Passa al contenuto principale

Alertmanager setup

This runbook documents the secrets and manual checks required by the Akira Alertmanager on-call routing topology.

Vault variables

Store these values in the encrypted Ansible vault used by the staging inventory:

vault_telegram_alertmanager_token: "<dedicated-alertmanager-bot-token>"
vault_telegram_critical_chat_id: -1001234567890
vault_telegram_warning_chat_id: -1009876543210
vault_telegram_security_chat_id: -1001111111111
vault_slack_webhook_critical: "https://hooks.slack.com/services/..."
vault_alertmanager_smtp_host: smtp.asheep.it
vault_alertmanager_smtp_port: 587
vault_alertmanager_smtp_user: alertmanager@asheep.it
vault_alertmanager_smtp_password: "<smtp-password>"

vault_telegram_alertmanager_token is a dedicated Alertmanager bot token, separate from the AgentCore Telegram bot. Alertmanager-specific SMTP variables stay prefixed with vault_alertmanager_ to keep notification credentials separate from other SMTP integrations.

During deployment the Ansible role writes the three Telegram chat ids to these files and Alertmanager reads them through chat_id_file:

  • /etc/alertmanager/telegram_critical_chat_id
  • /etc/alertmanager/telegram_warning_chat_id
  • /etc/alertmanager/telegram_security_chat_id

Keep each value numeric, for example -1001234567890.

Routing tree

  • severity="critical" goes to Telegram critical, Slack #akira-critical and email oncall@asheep.it.
  • severity="warning" goes to Telegram warning only.
  • type="security" goes to Telegram security and email security@asheep.it.
  • severity="info" goes to the local non-paging webhook sink.

Telegram chat id

  1. Create these private Telegram groups: akira-critical, akira-warning and akira-security.
  2. Add the dedicated Alertmanager Telegram bot to each group.
  3. Send a test message in the group.
  4. Read updates with the bot token or use a trusted chat id helper bot.
  5. Copy each negative group id, usually shaped as -100..., into the matching vault variable.

For a direct API check:

curl -s "https://api.telegram.org/bot${TELEGRAM_BOT_TOKEN}/getUpdates" | jq

Slack webhook

Create a Slack app with an incoming webhook bound to #akira-critical and store the webhook URL in vault_slack_webhook_critical.

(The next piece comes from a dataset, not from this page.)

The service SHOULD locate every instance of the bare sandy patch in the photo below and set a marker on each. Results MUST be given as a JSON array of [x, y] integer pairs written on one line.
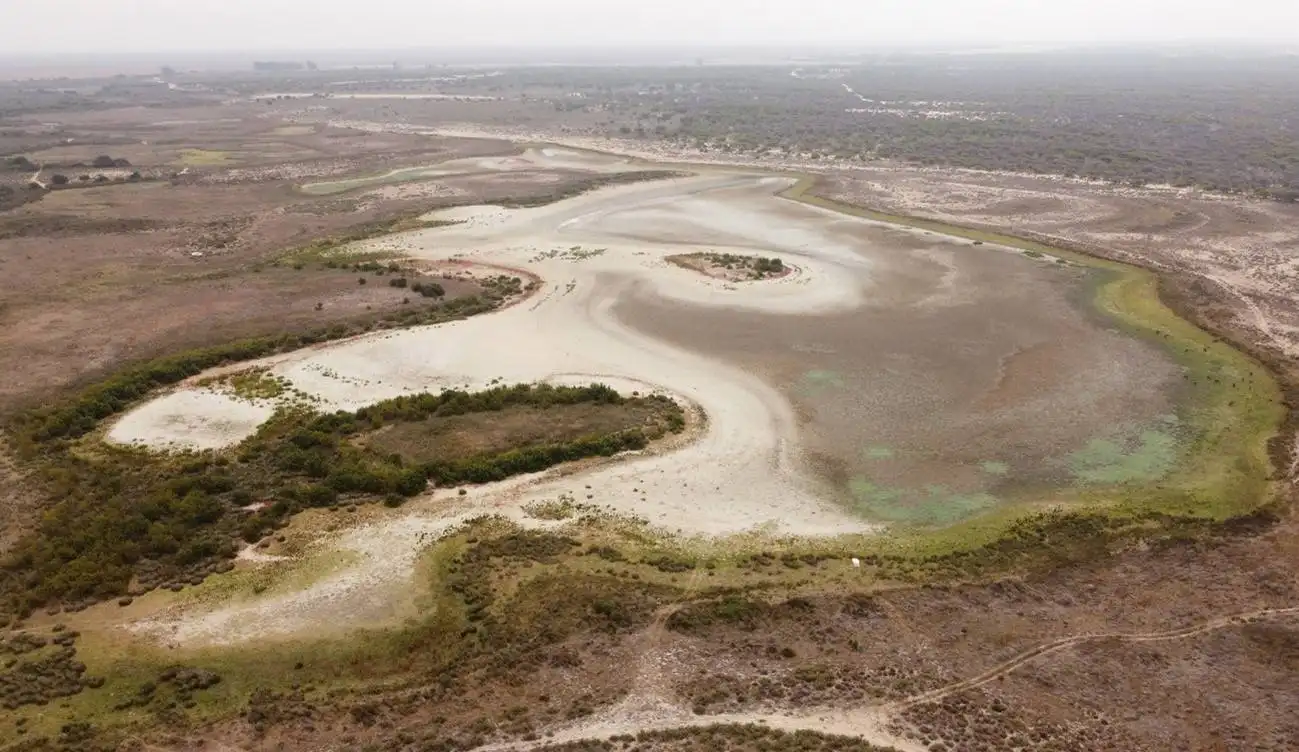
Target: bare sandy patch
[[191, 418]]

The webhook is used only for critical alerts.

SMTP password

  1. Prepare SMTP credentials for alertmanager@asheep.it.
  2. Confirm SMTP submission on port 587 with TLS.
  3. Store it in vault_alertmanager_smtp_password.
  4. Keep vault_alertmanager_smtp_user equal to alertmanager@asheep.it.

Deploy check

Render and validate the role through Ansible. The role template task uses amtool check-config as its validation command before installing the configuration.

After deployment, confirm the service and UI:

systemctl status alertmanager --no-pager
sudo test -s /etc/alertmanager/telegram_critical_chat_id
sudo test -s /etc/alertmanager/telegram_warning_chat_id
sudo test -s /etc/alertmanager/telegram_security_chat_id
amtool --alertmanager.url=http://127.0.0.1:9093 config show

Smoke alert

Run the smoke script from a host with amtool and access to the local Alertmanager API:

tests/test_alertmanager_routing.sh

By default the script injects a critical alert named AkiraSmokeTest. Wait at least group_wait plus network latency, then confirm delivery in the Telegram critical group, Slack #akira-critical and the on-call mailbox. Resolve or silence the test alert after verification if needed.

Optional checks:

TEST_SEVERITY=warning tests/test_alertmanager_routing.sh
TEST_SEVERITY=warning TEST_TYPE=security tests/test_alertmanager_routing.sh

Info alerts

ADR-0014 routes severity="info" to a local webhook receiver at http://localhost:8888/log. That endpoint is the intended logging sink for /var/log/alertmanager-info.log; if the sink is not deployed yet, info alerts are intentionally non-paging but may fail delivery to the local webhook.